Construction of the 18th annual Snow King Winter Festival snow castle, sitting directly on Yellowknife Bay, is progressing well, according to reigning Snow King and festival founder Anthony Foliot.
The month-long festival begins Mar. 1 and is one of Yellowknife’s largest draws for tourism. It includes live entertainment, art exhibits, a film festival and much more, all happening within the frozen fortress built entirely of ice and snow.
Construction begins every New Year’s Day to have the castle ready on time, Foliot said.
“We actually cut the ice in November, just when it’s starting to form. Then we stack it all up for windows, stair treads and table tops,” Foliot said.
They cut 300 blocks, 4 feet by 20 inches by 20 inches. Foliot has a number of specialized winter tools to get the job done, including a 6.5-foot ice saw and 4-foot snow saw.
The glistening white structure will measure about 100 by 75 feet overall, Foliot said, noting it all depends on how much snow they can get their hands on.
“Right now we’re running out of snow out here…Might have to get some of it transported onto the bay.”
The Snow King’s crew has blown about 130 tonnes of snow into the castle walls since Jan. 18. On Jan. 23 alone they poured 45 tonnes of snow.
Conditions are far from ideal for building an entire castle, complete with a main hall, chapel, second storey and four grottos. Foliot said there was an ugly east wind blowing snow sideways at them last week with temperatures in the -30C range.
“The cold can wreak havoc on the machines. But we’re not amateurs. We’re all artisans and we love it.”
Most of Foliot’s staff are volunteers, but he does have a couple of paid workers as the festival has grown in popularity and gained support from the government and community.

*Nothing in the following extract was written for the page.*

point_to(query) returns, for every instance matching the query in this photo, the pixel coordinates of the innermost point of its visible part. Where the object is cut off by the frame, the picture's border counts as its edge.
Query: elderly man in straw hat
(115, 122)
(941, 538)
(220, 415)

Some members of the crew have been building the snow castle for the past five to eight years, he said.
The Snow King Winter Festival was a direct response to Yellowknife’s former winter festival, the Caribou Carnival, which was “only a two-day thing and if you missed it, that was it,” Foliot said. “I thought, well, we’re a winter city – we should have more in the winter. So I did my own thing.”
The idea for a public castle came to him almost two decades ago when his son and the neighbourhood children were making a simple snow fort in the Woodyard area of the city.
The Snow King and a friend, now known as Sir Shiverin’ Sam, went out to help the children and when the young ones headed inside to warm up, Foliot and Sam stayed outside to finish.
It all snowballed from there, Foliot chuckled.
Season passes for the festival are $20 for children and $25 for adults. Day passes are $3 for children and $5 for adults. Evening passes are $10.